From an ethnologist’s point of view, it is somewhat unfortunate when the traditions of another culture are adopted.

Are we adopting any traditions?

But we are starting to take over from other nations, for example Easter bunnies or egg hunts. It’s nice fun for children, but unfortunately from an ethnologist’s point of view, it’s rather unfortunate when the traditions of another culture – in this case German and Austrian – are taken over and presented as our long-standing customs. For example, Germans from Brno used to search for eggs in the Czech Republic. Witnesses who lived in Brno before the war remembered it a lot, but on the contrary, the Germans did not use pomlazka here.

Now that you mention it, is Easter more for little kids?

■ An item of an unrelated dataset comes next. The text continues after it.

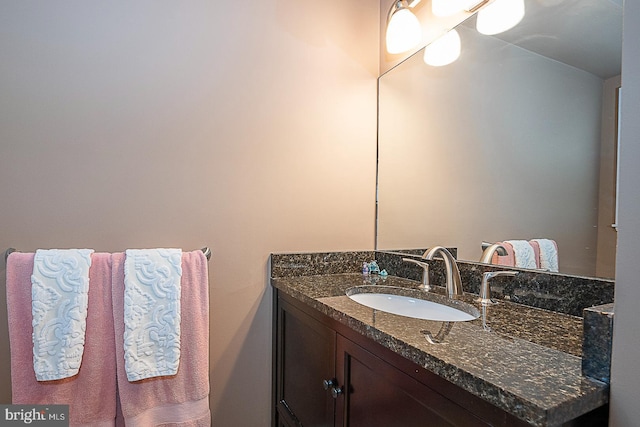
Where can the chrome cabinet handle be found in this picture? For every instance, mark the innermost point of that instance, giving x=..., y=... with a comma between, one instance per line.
x=332, y=385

At the moment, they are widely understood as a children’s tradition. Above all, in the cities, a lot of thematic activities are connected with them in kindergartens, schools and the like. In the Moravian countryside it is more a matter for teenagers or adults. He goes in groups not only to his relatives, but also to his female dancers, with whom he also goes to feasts, for example. But it’s not like that everywhere, it’s an intergenerational and variable habit.

“Resurrection” of the Vsetin custom

I was originally going to ask if we have relatively harsh Easter traditions compared to other cultures, but then I remembered, for example, the customs they have in the Philippines.

That’s right, they get nailed to the cross there. They express the highest degree of self-sacrifice. And that may seem drastic to us. Whenever we explain our traditions to foreigners, they can be unpleasantly surprised, because they perceive only the last layer they see, and the pom pom often seems sadistic to them. At the same time, they miss the spiritual basis. To say that someone’s habits are worse or better, more drastic or nicer is quite misleading.

Can the tradition be introduced to people from abroad?

If you explain the wider context of what we are talking about now, I think foreigners will understand. Explaining why this particular holiday works can help people not see Easter Monday as the main day and physical punishment as the main reason for the existence of the holiday.

What is your favorite Easter tradition?

As an ethnologist, I am extremely pleased with a particular custom in the Vsetín region, where on Easter Sunday people organize a night walk during which they carol. At the same time, my predecessors in the field described this tradition as non-existent.

How is it possible?

It was more of a coincidence than a design. One ethnographer stated in his monograph that “as recently as ten years ago this custom was working.” Maybe he didn’t even mean it didn’t work anymore, but he worded it that way. Others took this wording from him and basically wrote that “in the 1940s this custom worked, but now it doesn’t.” Therefore, no experts were interested in this tradition for a long time and had no reason to go and map it. I participated in it myself and honestly, going to map the midnight patrol is definitely not an easy matter.